Disadari atau tidak, statistika telah banyak digunakan dalam kehidupan sehari-hari. Bahkan pemerintah menggunakan statistika untuk menilai hasil pembangunan masa lalu dan juga untuk membuat rencana masa datang. Begitu pula Pimpinan mengambil manfaat dari kegunaan statistika untuk melakukan tindakan - tindakan yang perlu dalam menjalankan tugasnya, diantaranya: perlukah mengangkat pegawai baru, sudah waktunyakah untuk membeli mesin baru, bermanfaatkah kalau pegawai di tatar, bagaimanakah kemajuan usaha tahun tahun yang lalu, berapa banyak barang harus dihasilkan setiap tahunnya, perlukah sistem baru dianut dan sistem lama ditinggalkan, dan masih banyak lagi untuk disebutkan.
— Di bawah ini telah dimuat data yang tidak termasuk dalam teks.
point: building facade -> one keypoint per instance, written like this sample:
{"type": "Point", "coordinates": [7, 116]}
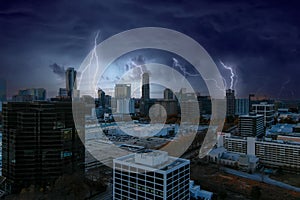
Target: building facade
{"type": "Point", "coordinates": [270, 152]}
{"type": "Point", "coordinates": [230, 102]}
{"type": "Point", "coordinates": [151, 175]}
{"type": "Point", "coordinates": [265, 109]}
{"type": "Point", "coordinates": [251, 125]}
{"type": "Point", "coordinates": [241, 106]}
{"type": "Point", "coordinates": [39, 143]}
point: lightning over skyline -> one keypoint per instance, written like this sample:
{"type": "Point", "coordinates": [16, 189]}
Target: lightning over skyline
{"type": "Point", "coordinates": [232, 75]}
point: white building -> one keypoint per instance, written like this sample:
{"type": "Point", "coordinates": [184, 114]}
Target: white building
{"type": "Point", "coordinates": [270, 152]}
{"type": "Point", "coordinates": [267, 110]}
{"type": "Point", "coordinates": [241, 106]}
{"type": "Point", "coordinates": [151, 175]}
{"type": "Point", "coordinates": [251, 125]}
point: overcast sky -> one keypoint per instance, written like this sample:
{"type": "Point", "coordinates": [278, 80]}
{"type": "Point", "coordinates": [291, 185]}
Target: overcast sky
{"type": "Point", "coordinates": [259, 39]}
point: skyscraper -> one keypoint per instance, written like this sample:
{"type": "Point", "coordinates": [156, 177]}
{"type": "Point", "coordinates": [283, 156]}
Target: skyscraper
{"type": "Point", "coordinates": [251, 125]}
{"type": "Point", "coordinates": [168, 94]}
{"type": "Point", "coordinates": [2, 90]}
{"type": "Point", "coordinates": [151, 175]}
{"type": "Point", "coordinates": [39, 143]}
{"type": "Point", "coordinates": [242, 106]}
{"type": "Point", "coordinates": [122, 91]}
{"type": "Point", "coordinates": [145, 86]}
{"type": "Point", "coordinates": [230, 102]}
{"type": "Point", "coordinates": [71, 81]}
{"type": "Point", "coordinates": [265, 109]}
{"type": "Point", "coordinates": [145, 100]}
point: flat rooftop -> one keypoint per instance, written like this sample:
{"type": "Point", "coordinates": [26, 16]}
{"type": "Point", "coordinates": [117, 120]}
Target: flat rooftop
{"type": "Point", "coordinates": [152, 160]}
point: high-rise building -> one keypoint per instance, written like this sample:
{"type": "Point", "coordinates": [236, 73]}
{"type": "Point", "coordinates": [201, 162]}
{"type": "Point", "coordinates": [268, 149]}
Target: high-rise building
{"type": "Point", "coordinates": [204, 104]}
{"type": "Point", "coordinates": [2, 90]}
{"type": "Point", "coordinates": [31, 94]}
{"type": "Point", "coordinates": [39, 143]}
{"type": "Point", "coordinates": [62, 92]}
{"type": "Point", "coordinates": [251, 125]}
{"type": "Point", "coordinates": [145, 86]}
{"type": "Point", "coordinates": [122, 91]}
{"type": "Point", "coordinates": [242, 106]}
{"type": "Point", "coordinates": [71, 84]}
{"type": "Point", "coordinates": [168, 94]}
{"type": "Point", "coordinates": [145, 100]}
{"type": "Point", "coordinates": [230, 102]}
{"type": "Point", "coordinates": [265, 109]}
{"type": "Point", "coordinates": [151, 175]}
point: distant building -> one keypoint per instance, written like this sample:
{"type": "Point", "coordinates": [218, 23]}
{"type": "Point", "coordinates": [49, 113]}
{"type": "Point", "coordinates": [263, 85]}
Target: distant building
{"type": "Point", "coordinates": [151, 175]}
{"type": "Point", "coordinates": [230, 102]}
{"type": "Point", "coordinates": [39, 143]}
{"type": "Point", "coordinates": [31, 94]}
{"type": "Point", "coordinates": [204, 104]}
{"type": "Point", "coordinates": [71, 84]}
{"type": "Point", "coordinates": [63, 92]}
{"type": "Point", "coordinates": [145, 86]}
{"type": "Point", "coordinates": [123, 91]}
{"type": "Point", "coordinates": [251, 125]}
{"type": "Point", "coordinates": [265, 109]}
{"type": "Point", "coordinates": [168, 94]}
{"type": "Point", "coordinates": [241, 106]}
{"type": "Point", "coordinates": [3, 89]}
{"type": "Point", "coordinates": [274, 153]}
{"type": "Point", "coordinates": [145, 99]}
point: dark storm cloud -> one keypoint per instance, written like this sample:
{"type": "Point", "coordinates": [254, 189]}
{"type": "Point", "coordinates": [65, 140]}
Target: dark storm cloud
{"type": "Point", "coordinates": [59, 70]}
{"type": "Point", "coordinates": [259, 39]}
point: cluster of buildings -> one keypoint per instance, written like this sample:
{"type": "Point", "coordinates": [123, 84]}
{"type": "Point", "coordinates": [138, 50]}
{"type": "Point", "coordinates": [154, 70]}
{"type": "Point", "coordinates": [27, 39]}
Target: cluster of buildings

b.            Identifikasi Masalah
Dunia penelitian atau riset, dimanapun dilakukan bukan saja telah mendapat manfaat yang baik dari statistika tetapi sering harus menggunakannya. Untuk mengetahui apakah cara yang baru ditemukan lebih baik daripada cara lama, melalui riset yang dilakukan dilaboratorium, atau penelitian yang dilakukan di lapangan, perlu diadakan penilaian dengan statistika.
Apakah model untuk sesuatu hal dapat kita anut atau tidak, perlu diteliti dengan menggunakan teori statistika. Statistika juga telah cukup mampu untuk menentukan apakah faktor yang satu dipengaruhi atau mempengaruhi faktor lainnya. Kalau ada hubungan antara factor - faktor, berapa kuat adanya hubungan tersebut? Bisakah kita meninggalkan faktor yang satu dan hanya memperhatikan faktor lainnya untuk keperluan studi lebih lanjut.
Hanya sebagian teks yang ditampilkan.